Тем временем я импровизировал мелодию. Сначала пришла музыкальная
фраза на последние две строчки, а потом придумалось и начало куплета.
Кажется, не прошло и двух часов, rак "Бригантина" была готова к "спуску
на воду".
Откровенно говоря, авторы остались довольны своим произведением. Понравилось оно и
нашим друзьям".
А один из этих друзей – студент Литинститута Евгений Агранович, часто бывавший у Когана, – даже внёс свою редакторскую лепту.
Надоело говорить, и спорить,
И любить усталые глаза...
В флибустьерском дальнем море
Бригантина поднимает паруса...
Тогда Агранович предложил, чтобы все строки были одного размера, добавить в текст одно слово. Получилось:
В флибустьерском дальнем синем море
Бригантина поднимает паруса...
А вот как Евгений Данилович Агранович, сам написавший впоследствии
много песен, ставших подлинно народными (таких, как "Я в весеннем лесу
пил берёзовый сок", "Пыль" на стихи Киплинга, песню из фильма
"Офицеры"), объясняет побудительный порыв возникновения "Бригантины":
"Итак, зачем первые строки "Бригантины" и как возникли? А не будь их,
прожила бы песня столько лет? Уверен, для Павла первый куплет не был
чем-то выношенным и обдуманным. Поэт просто выплеснул, что томило душу,
без объяснений:
Надоело говорить и спорить,
И любить усталые глаза...
Увлекательные многочасовые споры школяров и первокурсников,
глобальные, глубокие, важнейшие (как мне казалось), некую потребность
души наркотически утоляли, но насытить не могли.

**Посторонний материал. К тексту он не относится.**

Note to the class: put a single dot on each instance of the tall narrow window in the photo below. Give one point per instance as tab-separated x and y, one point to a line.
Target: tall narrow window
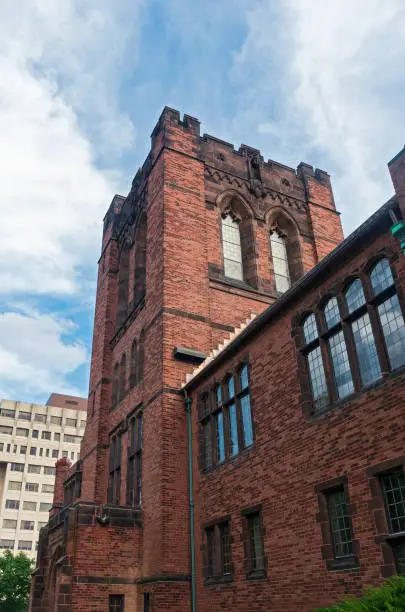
233	266
389	311
315	364
233	444
366	351
115	470
123	376
340	524
246	411
280	261
134	477
254	544
134	364
337	346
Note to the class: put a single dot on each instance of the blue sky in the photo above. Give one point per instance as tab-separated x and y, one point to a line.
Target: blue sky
83	83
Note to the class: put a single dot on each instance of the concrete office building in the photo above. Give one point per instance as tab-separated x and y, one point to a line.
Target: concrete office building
32	438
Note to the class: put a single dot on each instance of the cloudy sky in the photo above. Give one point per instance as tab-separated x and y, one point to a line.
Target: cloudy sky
82	85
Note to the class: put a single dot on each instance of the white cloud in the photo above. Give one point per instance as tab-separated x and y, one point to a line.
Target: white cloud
332	76
36	354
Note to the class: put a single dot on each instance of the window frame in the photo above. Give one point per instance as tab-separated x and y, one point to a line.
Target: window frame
208	411
345	323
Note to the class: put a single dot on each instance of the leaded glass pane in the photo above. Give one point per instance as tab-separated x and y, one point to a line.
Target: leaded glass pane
232	248
310	329
394	492
244	377
220	450
331	313
246	420
317	378
399	552
233	431
369	364
341	365
339	523
280	262
381	276
355	296
231	387
393	327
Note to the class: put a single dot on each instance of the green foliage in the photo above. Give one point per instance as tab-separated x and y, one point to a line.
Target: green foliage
15	580
390	597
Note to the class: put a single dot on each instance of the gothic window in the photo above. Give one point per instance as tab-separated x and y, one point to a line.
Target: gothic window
123	287
140	261
354	338
226	425
134	476
115	385
123	376
134	364
114	484
233	265
279	254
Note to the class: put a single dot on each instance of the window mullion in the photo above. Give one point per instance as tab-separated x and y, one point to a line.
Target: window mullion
378	339
351	351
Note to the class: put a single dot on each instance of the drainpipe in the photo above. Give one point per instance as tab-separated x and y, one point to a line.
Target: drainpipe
187	405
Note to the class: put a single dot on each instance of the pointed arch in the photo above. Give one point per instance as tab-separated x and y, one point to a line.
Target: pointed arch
285	249
238	237
123	286
140	260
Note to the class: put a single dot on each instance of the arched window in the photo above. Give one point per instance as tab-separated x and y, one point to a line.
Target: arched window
123	376
141	357
134	364
233	265
389	312
362	335
140	261
115	385
314	360
123	287
280	261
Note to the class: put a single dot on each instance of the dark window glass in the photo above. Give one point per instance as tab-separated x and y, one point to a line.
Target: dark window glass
367	356
331	313
226	563
393	327
341	365
220	443
394	493
340	524
210	551
116	603
256	552
355	296
381	276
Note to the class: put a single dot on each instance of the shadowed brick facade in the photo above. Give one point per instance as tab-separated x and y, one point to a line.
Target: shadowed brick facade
163	303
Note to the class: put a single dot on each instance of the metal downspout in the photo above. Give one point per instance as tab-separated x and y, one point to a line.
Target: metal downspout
187	404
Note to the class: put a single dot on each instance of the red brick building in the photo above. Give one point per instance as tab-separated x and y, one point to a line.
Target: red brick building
296	423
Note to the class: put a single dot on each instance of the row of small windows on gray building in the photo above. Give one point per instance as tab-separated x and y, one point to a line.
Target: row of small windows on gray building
33	487
54	453
356	337
22	544
48	470
14	504
41	418
45	435
232	251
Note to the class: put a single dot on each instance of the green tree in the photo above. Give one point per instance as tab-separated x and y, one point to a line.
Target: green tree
15	580
390	597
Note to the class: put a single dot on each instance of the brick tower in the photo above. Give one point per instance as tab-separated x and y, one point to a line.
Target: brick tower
207	236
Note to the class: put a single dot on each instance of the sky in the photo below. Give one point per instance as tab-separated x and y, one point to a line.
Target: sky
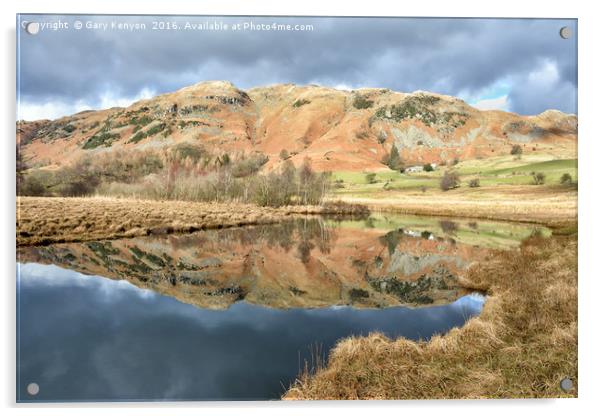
518	65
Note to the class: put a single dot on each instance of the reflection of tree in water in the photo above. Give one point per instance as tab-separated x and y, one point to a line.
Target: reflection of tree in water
448	227
391	240
305	233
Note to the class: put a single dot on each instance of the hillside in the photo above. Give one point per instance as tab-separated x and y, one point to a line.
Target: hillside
335	129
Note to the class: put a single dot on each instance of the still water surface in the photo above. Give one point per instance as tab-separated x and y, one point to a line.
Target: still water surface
91	338
234	314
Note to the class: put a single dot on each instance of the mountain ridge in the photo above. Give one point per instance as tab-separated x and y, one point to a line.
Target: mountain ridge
335	129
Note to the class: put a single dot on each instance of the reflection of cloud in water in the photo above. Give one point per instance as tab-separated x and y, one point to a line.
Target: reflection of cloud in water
90	338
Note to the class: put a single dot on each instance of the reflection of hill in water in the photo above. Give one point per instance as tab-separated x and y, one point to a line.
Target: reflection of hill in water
300	263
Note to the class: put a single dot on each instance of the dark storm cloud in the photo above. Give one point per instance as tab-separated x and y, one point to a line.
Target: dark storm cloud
451	56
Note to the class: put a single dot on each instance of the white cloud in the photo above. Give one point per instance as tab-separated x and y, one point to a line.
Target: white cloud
546	74
498	103
55	109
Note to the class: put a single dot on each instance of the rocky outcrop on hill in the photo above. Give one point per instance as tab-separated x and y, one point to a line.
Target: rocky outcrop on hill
337	130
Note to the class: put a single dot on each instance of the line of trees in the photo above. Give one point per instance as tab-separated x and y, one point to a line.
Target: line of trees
185	172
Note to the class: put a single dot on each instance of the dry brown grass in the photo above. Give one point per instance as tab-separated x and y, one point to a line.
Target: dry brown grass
48	220
522	345
512	203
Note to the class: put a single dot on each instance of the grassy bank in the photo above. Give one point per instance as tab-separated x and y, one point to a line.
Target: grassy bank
522	345
532	204
45	220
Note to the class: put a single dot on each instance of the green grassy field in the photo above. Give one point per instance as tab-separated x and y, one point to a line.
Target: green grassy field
503	170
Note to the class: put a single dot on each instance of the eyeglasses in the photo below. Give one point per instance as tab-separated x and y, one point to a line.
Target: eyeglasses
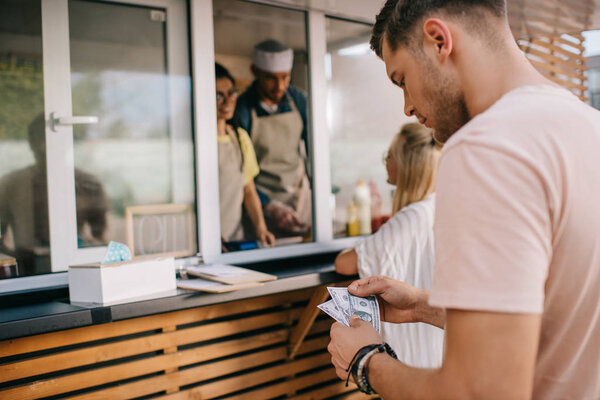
222	97
386	157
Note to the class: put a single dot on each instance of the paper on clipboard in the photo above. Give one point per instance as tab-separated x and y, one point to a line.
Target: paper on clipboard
229	274
212	286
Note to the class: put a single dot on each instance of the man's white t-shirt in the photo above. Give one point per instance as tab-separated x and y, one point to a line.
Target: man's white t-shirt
518	228
403	249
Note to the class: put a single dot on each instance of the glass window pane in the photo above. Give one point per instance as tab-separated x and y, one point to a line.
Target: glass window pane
141	150
364	112
263	49
23	184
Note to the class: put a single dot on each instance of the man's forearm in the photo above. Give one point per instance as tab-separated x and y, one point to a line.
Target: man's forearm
428	314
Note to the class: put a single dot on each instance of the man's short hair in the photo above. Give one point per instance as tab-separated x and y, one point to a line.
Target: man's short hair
398	18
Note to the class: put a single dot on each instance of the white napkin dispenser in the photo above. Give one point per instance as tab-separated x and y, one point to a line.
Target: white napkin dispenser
104	284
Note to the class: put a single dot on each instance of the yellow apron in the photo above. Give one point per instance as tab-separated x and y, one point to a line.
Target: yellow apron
231	188
281	157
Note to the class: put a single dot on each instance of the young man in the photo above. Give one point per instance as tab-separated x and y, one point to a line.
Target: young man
274	113
517	225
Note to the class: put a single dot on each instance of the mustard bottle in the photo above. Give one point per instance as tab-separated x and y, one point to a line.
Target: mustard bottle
352	224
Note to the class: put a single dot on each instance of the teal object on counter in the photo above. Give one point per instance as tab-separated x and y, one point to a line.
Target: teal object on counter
116	252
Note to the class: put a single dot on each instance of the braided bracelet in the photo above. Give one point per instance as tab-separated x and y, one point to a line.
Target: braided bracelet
358	365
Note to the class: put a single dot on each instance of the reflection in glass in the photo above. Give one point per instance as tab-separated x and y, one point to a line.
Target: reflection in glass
141	151
364	112
24	226
264	50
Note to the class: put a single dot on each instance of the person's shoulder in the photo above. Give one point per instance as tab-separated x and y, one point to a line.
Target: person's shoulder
244	136
422	210
297	94
411	219
523	119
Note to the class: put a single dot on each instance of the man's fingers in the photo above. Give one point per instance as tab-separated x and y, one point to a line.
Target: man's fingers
369	286
355	321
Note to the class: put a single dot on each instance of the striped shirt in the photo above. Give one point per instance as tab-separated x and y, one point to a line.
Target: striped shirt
403	249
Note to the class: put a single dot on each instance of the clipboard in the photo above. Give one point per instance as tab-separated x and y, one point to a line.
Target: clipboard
211	286
229	274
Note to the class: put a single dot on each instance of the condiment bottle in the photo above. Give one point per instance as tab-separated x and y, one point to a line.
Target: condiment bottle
375	207
352	227
362	199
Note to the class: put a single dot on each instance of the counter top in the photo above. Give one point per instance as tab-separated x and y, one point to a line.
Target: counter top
60	314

Оставляли они после
себя тревожную пустоту, мертвую надуманность. Догмы казенной философии и
щелки не оставляли для вольного воздуха мнений и поисков правды. Все
были стопроцентно ортодоксальны, уже знали – шаг вправо-влево – пуля.
Всех ошеломили чудовищные процессы 1937–38 годов, гибель многих кумиров
молодёжи. Говорить и спорить бесполезно и смертельно опасно.
А что это – "любить усталые глаза"? Любовь безрадостная, неразделенная... И неотпустимая – ни обнять, ни бросить.
Нет поэту опоры ни в любви, ни в шумной ватаге спорщиков. Душа
устремилась в дальнее и давнее море, под рваные паруса флибустьерской
бригантины.
Хорошо, юношеская романтика, сказка, мечта... Но почему спасаться
надо в чужой, насквозь книжной, такой выдуманной легенде? Разве ничего
нет ближе, родней, теплей? Вот "в далёкий край товарищ улетает" – лётчик
Долматовского и Богословского. "Любимый город может спать спокойно..." А
героика гражданской войны, пронизавшая всю литературу, музыку?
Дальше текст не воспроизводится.